不動産投資を始める際に、必ず目にするのが「利回り」という言葉です。
投資物件の収益性を判断する重要な指標である利回りを正しく理解することで、良い投資判断を行うことができます。
今回は利回りの種類や計算方法について詳しく解説します。
目次
利回りとは
利回りとは、投資金額に対する収益の割合を示す指標です。
不動産投資では、物件購入価格に対する1年間の家賃収入の割合を表します。
利回りを見ることで、その物件の収益力を測ることができますが、単なる目安として利用し、他の要因も考慮することが大切です。
利回りの主な種類
不動産投資における利回りには、以下の2つの主な種類があります。
- 表面利回り(グロス利回り)
- 税金や管理費などの経費を考慮せず、物件購入価格と年間家賃収入のみで計算される単純な利回り
- 計算式
表面利回り(%) = (年間家賃収入 ÷ 物件購入価格) × 100
- 実質利回り(ネット利回り)
- 購入時の諸費用や運営費などを加味した現実的な利回り
- 計算式
実質利回り(%) = (年間家賃収入 - 年間諸費用) ÷ (物件購入価格 + 購入時諸費用) × 100
利回りの計算方法
「表面」利回りの計算例
■例
- 物件購入価格:4000万円
- 年間家賃収入:240万円
■計算
(240万円 ÷ 4000万円) × 100 = 6%
表面利回りは6%となります。
「実質」利回りの計算例
■例
- 物件購入価格:4000万円
- 購入時諸費用:400万円
- 年間家賃収入:240万円
- 年間運営費:40万円
■計算
(240万円 - 40万円) ÷ (4000万円 + 400万円) × 100 = 5%
実質利回りは5%となります。
利回りを見る際の注意点
表面利回りだけを信用しない
表面利回りは物件の単純な収益力を示すため、現実の運用コストを反映していません。
そのため、実際の収益性を把握するには実質利回りを計算する必要があります。
利回りの高低だけで判断しない
高い利回りを示す物件には、以下のようなリスクが潜んでいる場合があります。
- 賃貸需要が低いエリアに立地
- 築年数が古く、修繕費が多額にのぼる
- 耐震基準を満たしていない
一方で、利回りが低くても立地条件が良く、長期的に安定した収益が見込める物件もあります。
利回りの相場
利回りの相場は地域や物件の種類によって異なります。
代表的な地域や物件ごとの利回り相場を詳しく解説します。
首都圏の平均利回り
- 区分マンション:約6.8%
- 一棟アパート:約8.2%
- 一棟マンション:約7.4%
首都圏では土地価格が高いため、利回りはやや低めになります。
ただ、需要は安定しており、長期的な収益が期待できるのが特徴です。
地方の平均利回り
地方では土地価格が比較的安いため、利回りが高くなる傾向があります。
以下、参考値
- 北海道
- 区分マンション:約12.0%
- 一棟アパート:約11.5%
- 一棟マンション:約9.0%
- 東北地方
- 区分マンション:約13.1%
- 一棟アパート:約11.3%
- 一棟マンション:約9.6%
- 関西地方
- 区分マンション:約7.7%
- 一棟アパート:約9.6%
- 一棟マンション:約8.3%
地域による特徴
- 首都圏
賃貸需要が安定しており、空室リスクが低い。
利回りは低めだが、資産価値の維持が期待できる。 - 地方都市
利回りが高い物件が多いが、賃貸需要が地域によって大きく異なるため、慎重な物件選びが必要。
利回りの推移
利回りは経済状況や不動産市場の動向によって変動します。
例えば、金融緩和政策の影響で不動産価格が高騰した場合、利回りが低下する傾向があります。
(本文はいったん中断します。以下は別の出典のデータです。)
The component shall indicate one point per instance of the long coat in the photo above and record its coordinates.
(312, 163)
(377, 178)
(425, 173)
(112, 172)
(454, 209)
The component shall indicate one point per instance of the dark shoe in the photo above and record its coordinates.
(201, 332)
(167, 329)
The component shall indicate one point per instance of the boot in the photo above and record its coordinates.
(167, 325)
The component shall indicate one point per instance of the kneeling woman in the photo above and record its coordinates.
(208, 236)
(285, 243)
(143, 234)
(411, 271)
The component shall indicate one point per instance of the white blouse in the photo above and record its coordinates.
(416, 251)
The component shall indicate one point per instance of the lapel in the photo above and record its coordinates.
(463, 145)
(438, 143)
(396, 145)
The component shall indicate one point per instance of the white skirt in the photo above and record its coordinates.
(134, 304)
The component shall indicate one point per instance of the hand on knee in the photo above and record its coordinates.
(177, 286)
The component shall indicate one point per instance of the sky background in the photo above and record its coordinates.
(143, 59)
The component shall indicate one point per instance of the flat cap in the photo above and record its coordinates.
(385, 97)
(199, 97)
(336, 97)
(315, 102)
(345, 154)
一方で、不動産価格が下がると利回りが上昇することもあります。
利回りと物件タイプ
中古物件
価格が抑えられる分、表面利回りが高い。ただし、メンテナンスや修繕費がかさむ可能性がある。
新築物件
取得価格が高いため、表面利回りは低め。
利回りを正しく活用する方法
投資目的を明確にする
- 短期的な収益を求める場合は、利回りの高い物件を選ぶ傾向があります。
- 長期的な安定収益を目指す場合は、利回りが低くても立地や需要を重視することが重要です。
シミュレーションを行う
購入時だけでなく、運営中や売却時のキャッシュフローを考慮した収益シミュレーションを行いましょう。
まとめ
不動産投資において利回りは重要な指標ですが、表面上の数字だけで判断するのは危険です。
実質利回りを含めた詳細なシミュレーションや、物件の立地、需要、状態などを総合的に判断することが求められます。
初心者の方は、プロのアドバイスを受けながら慎重に進めることをおすすめします。